Squaring of the circle.

Tuesday, June 15, 2010

My Personality Type;the struggle for a constant identity,the insecurity stemming from unrelated anxieties

It's weird.. In all personality test types I take,I score very,very high on intuition, like 95~100%,depending on the test, yet my introversion vs. extraversion has varied over the course of years(I've recently become much more introverted,finding people most people draining).. My feeling and thinking preference are naturally about equal(53%thinking/47% feeling and at another time 47% thinking/53% feeling), and I am not very inclined towards either judging or perceiving(47% perceiving/53% judging). Since perceiving and judging really symbolize extraverted or introverted sensing, would they also symbolize my tendency towards ambiversion? I know for a fact I have always been exceptionally strong in my intuition.. for years, that hasn't changed a bit.. But I think I'm more of a understand,then explain type of person as opposed to a seek to understanding through external explanations by other people type of person(I know it's horribly ironic,considering I'm seeking some sort of affirmation here disguised as asking for guidance),but I would appreciate it if somebody could tell me I'm somehow horrible wrong in a logical fashion when I claim that thinking and feeling,as well as intuiting and sensing, are actually the same things being described through different words.

Introverted Intuition with Thinking (intj) Extraverted Intuition with Thinking (entp)
Introverted Intuition with Feeling (infj) Extraverted Intuition with Feeling (enfp)

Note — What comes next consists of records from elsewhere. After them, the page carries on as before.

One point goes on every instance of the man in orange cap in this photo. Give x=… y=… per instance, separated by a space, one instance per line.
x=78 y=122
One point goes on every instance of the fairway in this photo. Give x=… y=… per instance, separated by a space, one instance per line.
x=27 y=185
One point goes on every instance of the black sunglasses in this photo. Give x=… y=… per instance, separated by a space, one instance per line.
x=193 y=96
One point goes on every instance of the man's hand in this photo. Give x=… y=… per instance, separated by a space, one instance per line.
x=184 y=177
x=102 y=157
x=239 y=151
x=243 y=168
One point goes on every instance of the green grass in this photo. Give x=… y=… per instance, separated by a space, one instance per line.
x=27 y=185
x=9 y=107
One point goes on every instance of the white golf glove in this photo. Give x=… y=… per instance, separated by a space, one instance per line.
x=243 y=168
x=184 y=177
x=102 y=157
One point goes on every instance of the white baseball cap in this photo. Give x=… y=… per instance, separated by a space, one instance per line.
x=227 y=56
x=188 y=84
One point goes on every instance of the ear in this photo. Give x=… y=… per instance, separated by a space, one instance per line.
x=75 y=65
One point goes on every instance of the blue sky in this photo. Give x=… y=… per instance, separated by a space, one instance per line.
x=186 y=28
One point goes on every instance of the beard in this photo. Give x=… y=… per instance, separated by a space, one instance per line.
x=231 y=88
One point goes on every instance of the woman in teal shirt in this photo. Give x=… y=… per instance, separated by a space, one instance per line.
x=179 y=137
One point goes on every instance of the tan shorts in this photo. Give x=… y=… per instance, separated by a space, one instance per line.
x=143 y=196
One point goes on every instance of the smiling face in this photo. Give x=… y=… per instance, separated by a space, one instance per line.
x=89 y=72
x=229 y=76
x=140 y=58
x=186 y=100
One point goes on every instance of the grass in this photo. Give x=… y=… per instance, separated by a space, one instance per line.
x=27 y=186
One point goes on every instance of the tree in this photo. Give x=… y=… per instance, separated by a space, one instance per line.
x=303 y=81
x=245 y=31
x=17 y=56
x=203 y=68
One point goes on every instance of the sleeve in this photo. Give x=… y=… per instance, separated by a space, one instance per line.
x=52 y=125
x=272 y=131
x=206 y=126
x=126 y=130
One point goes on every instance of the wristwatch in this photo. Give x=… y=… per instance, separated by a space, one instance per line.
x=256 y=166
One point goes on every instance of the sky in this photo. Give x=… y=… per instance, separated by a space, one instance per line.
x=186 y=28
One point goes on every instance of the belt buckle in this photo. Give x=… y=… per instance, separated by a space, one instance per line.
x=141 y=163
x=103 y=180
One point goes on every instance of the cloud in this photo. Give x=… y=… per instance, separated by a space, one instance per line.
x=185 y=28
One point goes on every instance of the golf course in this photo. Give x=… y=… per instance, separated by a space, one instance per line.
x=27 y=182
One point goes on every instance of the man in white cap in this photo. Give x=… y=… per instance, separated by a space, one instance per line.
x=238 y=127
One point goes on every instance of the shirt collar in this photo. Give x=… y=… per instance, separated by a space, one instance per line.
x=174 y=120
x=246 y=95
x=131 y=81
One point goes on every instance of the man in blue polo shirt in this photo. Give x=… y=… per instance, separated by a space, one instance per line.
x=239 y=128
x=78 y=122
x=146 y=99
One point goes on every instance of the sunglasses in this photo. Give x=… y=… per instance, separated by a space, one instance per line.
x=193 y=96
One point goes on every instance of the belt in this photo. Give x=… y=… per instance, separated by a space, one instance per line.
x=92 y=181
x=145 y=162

If the only absolutely constant thing about my personality is my clear preference for intuition,and to understand then explain as opposed to convincing myself I need to be taught (though actually just seeking positive affirmation of things I unconsciously knew,because when somebody gives me advise I don't like,I will intuitively know through feeling or having the thought that I disagree with it,then have to figure out why) is an approach that I've learned to take and found to be more natural.. does that mean I could type logically as all of these depending on how secure I'm feeling? And if I type extraverted, does that just mean I don't understand my own feelings well enough on an issue and I need to have the possibilities projected towards me by another after objectifying a perspective to establish whether or not I agree/disagree?